A prominent spokesman for greater “diversity” and “inclusion” of minorities in American businesses and institutions seems to have something of a blind spot when it comes to one particular minority group. Guess which one.

Alvin Tillery, Jr. is director of the Center for the Study of Diversity and Democracy at Northwestern University and a leading advocate of the Diversity-Equity-Inclusion (DEI) campaign. On his LinkedIn page, he says, “I call myself a DEI evangelist because I see my work in the DEI space as my life’s mission.” For somebody so dedicated to his work, you would think Tillery would pay a little more attention to the facts about issues such as antisemitism before making public statements about them.

Tiller was asked by the New York Times on January 6 about the problem of antisemitism on American college campuses. He replied, “No Jewish students have really been subjected to violence on most of these campuses,” with the exception of the assault of a Jewish student at Columbia University and a bomb threat against Jews at Cornell.

It seems Mr. Tillery has not been paying careful attention as Jewish students have been assaulted on many campuses around the country in recent weeks.

Pro-Hamas students shoved and accosted a Jewish student outside the Harvard Business School (Oct. 18). They assaulted three Jewish students near the Tulane University campus (Oct. 26). They attacked a “Bring Them Home” information table at the City College of New York, seizing its literature and destroying its posters (Nov.2). They punched two Jewish students at Ohio State University, while calling them “kike Zionists” (Nov. 10).

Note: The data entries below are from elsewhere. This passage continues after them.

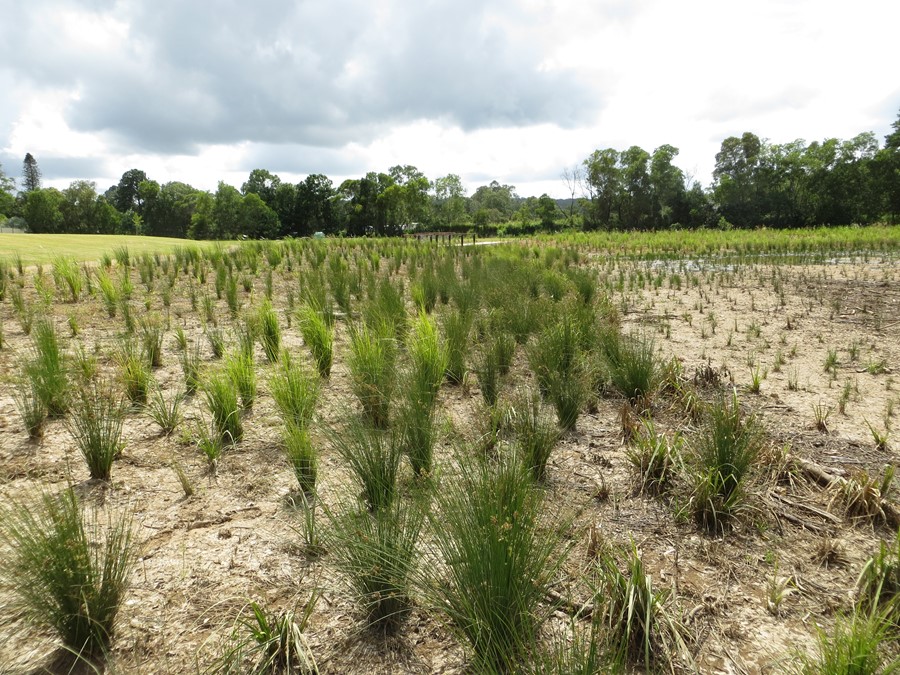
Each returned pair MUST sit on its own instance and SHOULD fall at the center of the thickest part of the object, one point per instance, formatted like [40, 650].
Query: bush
[295, 391]
[376, 552]
[68, 573]
[726, 450]
[373, 354]
[47, 369]
[497, 562]
[318, 335]
[221, 399]
[96, 426]
[302, 456]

Not enough for Mr. Tillery? How about what happened at the University of Massachusetts-Amherst on November 3? A Jewish student was setting up a symbolic Shabbat table at a vigil to call attention to the Israeli hostages in Gaza. A pro-Hamas student in a nearby building began shouting and cursing at him. “Then he charged out of the building and punched me in the head several times,” the student recounted.“I put my hands up to protect my face and he grabbed the flag and kicked me in the chest several times and shoved me.” The attacker then produced a foot-long knife. “He kept stabbing the Israeli flag until it was completely destroyed.” 

Still not enough to impress Alvin Tillery? Pro-Hamas students physically surrounded and taunted a Jewish student at the New School, in Manhattan. They trapped Jewish students in a room at the Cooper Union library. They blocked an entrance to the City College of New York library and shoved a cell phone into the face of a Jewish student who tried to walk by, to record her against her protests. They vandalized an Israeli flag at the Jewish fraternity house at Carnegie Mellon. They violently disrupted classes, study sessions, and meals at Rutgers. At the University of California at Berkeley, they grabbed a Jewish student by the neck as they tried to steal his Israeli flag. At a George Mason University fraternity house, they assaulted a Jewish student and ripped his Star of David necklace from his neck. The list goes on and on.

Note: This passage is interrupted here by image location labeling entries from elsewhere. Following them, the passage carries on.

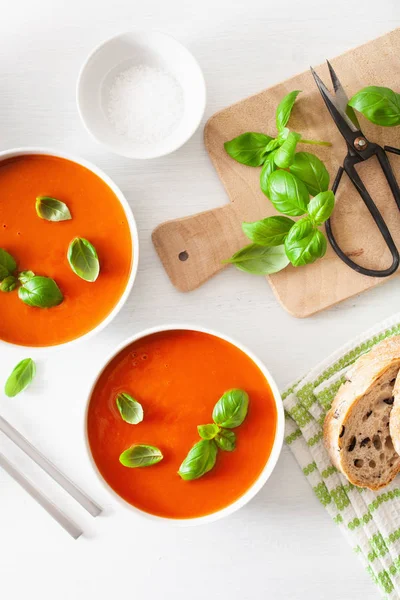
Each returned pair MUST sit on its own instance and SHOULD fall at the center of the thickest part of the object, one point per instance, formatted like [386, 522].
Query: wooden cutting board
[191, 249]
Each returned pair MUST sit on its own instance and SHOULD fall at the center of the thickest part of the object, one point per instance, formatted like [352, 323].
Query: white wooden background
[282, 545]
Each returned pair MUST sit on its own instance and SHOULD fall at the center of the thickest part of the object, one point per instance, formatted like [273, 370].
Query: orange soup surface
[178, 376]
[41, 246]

It would be disturbing enough if Tillery was simply too disinterested in antisemitism to be aware of these and other incidents. But his record on related issues suggests there might be more at work here than mere apathy and ignorance.

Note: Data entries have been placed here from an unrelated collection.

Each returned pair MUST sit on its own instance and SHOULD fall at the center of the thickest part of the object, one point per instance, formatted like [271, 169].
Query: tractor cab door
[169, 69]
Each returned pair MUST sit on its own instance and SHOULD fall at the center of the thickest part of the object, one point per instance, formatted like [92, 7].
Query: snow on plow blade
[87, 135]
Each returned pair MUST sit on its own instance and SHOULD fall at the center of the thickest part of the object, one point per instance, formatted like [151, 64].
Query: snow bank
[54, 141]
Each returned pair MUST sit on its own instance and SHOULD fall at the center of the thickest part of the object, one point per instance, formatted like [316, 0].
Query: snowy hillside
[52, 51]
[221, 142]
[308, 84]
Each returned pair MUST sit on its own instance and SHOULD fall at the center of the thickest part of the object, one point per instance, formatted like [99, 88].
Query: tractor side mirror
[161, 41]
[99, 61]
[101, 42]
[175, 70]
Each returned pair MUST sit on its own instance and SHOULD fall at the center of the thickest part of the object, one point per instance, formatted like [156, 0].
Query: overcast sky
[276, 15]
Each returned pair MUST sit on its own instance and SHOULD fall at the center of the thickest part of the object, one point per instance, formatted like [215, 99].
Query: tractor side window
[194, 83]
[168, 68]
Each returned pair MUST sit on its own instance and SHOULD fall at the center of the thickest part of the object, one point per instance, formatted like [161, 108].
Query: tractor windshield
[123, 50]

Tillery is one of the most outspoken supporters of disgraced former Harvard president Claudine Gay. In a recent essay, Tillery declared that all of the criticism of Gay for her weak response to pro-genocide chants on campus, and her plagiarism, has been “motivated by racism.”

Tillery’s “proof” that Gay really does care about antisemitism is that she issued her first statement about Hamas “two days after the event,” whereas Harvard’s first statement about the killing of George Floyd took place five days later.

What actually happened was quite different. On the evening of October 7—the very day of the pogrom—33 student groups at Harvard issued a grotesque statement saying that Israel was “entirely responsible” for the Hamas massacre. For two days, President Gay was silent.

Finally, in response to a wave of criticism, Gay issued a statement saying she was “heartbroken by the death and destruction unleashed by the attack by Hamas.” She did not explicitly condemn the attack. She did not say a single word about the vile statement that 33 student groups had issued. After more criticism, the then-president issued another statement, this time saying she condemned the Hamas pogrom—but still refusing to criticize the student cheerleaders for Hamas on her own campus. In short, Tillery completed misrepresented what transpired at Harvard.

If Tillery’s attitude toward Jews and antisemitism is typical of Diversity-Equity-Inclusion advocates, is it any wonder there is so much criticism of those programs and their spokespeople?